Na TV em geral, novelas etc., há um apelo de sexualização exagerado, não é à toa que há discursos super moralizantes. Mas isso é um pouco traço da sociedade brasileira, essa valorização da sexualidade etc. e concomitantemente discursos conservadores que buscam estabelecer uma oposição entre essa sexualidade mais “animalesca” e a sexualidade “desejada” ou moralmente ideal.


É também uma forma de se estabelecer ou reforçar códigos de conduta de uma sociedade. Nesse sentido, pode-se dizer que a própria construção dos estereótipos já é uma violência simbólica. Valorizar esse estereótipo de masculinidade é também uma violência contra os homens, porque a maioria dos homens não se enquadra neste perfil. Então isso gera uma frustração muito grande.

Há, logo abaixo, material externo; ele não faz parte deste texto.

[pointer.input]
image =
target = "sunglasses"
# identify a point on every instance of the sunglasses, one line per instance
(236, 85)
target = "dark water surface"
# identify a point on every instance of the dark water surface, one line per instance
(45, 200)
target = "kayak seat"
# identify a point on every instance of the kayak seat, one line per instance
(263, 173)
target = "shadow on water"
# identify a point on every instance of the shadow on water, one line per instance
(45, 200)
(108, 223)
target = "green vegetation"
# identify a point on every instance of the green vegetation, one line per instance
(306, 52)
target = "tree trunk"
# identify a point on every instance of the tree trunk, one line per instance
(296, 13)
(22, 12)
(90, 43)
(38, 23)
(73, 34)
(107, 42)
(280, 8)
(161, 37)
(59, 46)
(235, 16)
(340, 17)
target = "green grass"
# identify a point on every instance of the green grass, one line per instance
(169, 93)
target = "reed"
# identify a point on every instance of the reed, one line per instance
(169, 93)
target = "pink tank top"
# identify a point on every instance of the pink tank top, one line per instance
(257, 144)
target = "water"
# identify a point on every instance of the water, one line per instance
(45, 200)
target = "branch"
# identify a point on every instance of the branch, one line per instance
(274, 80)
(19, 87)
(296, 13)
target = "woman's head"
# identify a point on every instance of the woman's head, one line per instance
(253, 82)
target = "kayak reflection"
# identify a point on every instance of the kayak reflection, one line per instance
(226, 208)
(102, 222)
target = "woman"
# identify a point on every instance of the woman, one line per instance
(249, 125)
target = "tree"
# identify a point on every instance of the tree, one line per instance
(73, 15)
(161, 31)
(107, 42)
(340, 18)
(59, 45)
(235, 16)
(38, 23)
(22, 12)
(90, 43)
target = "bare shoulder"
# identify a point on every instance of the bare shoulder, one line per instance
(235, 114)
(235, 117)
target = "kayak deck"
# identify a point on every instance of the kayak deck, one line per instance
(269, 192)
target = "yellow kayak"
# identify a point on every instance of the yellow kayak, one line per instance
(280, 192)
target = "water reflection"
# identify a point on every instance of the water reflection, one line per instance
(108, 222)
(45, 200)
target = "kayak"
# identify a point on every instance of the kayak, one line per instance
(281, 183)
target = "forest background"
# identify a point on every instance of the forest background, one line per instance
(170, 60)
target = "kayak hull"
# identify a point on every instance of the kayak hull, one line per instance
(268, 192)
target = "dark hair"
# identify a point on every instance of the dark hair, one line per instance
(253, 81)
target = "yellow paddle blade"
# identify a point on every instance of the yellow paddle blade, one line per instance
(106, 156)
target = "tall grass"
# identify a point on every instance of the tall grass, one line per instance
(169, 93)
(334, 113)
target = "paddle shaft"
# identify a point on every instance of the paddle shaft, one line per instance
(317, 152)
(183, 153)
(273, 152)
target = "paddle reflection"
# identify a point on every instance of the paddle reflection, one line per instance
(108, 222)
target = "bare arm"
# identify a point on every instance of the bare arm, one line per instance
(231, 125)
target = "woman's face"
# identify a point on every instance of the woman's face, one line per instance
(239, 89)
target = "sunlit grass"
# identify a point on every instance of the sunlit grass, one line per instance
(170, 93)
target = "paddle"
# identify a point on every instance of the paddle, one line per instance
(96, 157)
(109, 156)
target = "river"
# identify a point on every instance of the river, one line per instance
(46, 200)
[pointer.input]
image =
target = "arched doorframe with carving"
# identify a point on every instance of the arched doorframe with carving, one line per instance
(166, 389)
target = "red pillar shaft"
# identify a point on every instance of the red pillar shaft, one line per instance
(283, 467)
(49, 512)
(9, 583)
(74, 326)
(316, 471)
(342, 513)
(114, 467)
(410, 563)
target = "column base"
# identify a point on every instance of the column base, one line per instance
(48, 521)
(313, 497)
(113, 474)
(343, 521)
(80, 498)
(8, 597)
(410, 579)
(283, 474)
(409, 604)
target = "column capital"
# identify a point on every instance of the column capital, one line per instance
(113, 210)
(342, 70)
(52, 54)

Um pouco da violência doméstica vem do sentimento de frustração de não dar conta de cumprir com esse padrão de masculinidade hegemônica. Então não se consegue falar de violência contra a mulher sem falar da violência simbólica, da violência de gênero, são muitas as causas, não há uma causa e um efeito. Mas de fato, o sentimento de não cumprir com esse papel hegemônico de masculinidade gera muita frustração e daí o homem segue para esse lugar de violência onde ele se sente mais seguro, buscando a resolução dos conflitos de modo violento.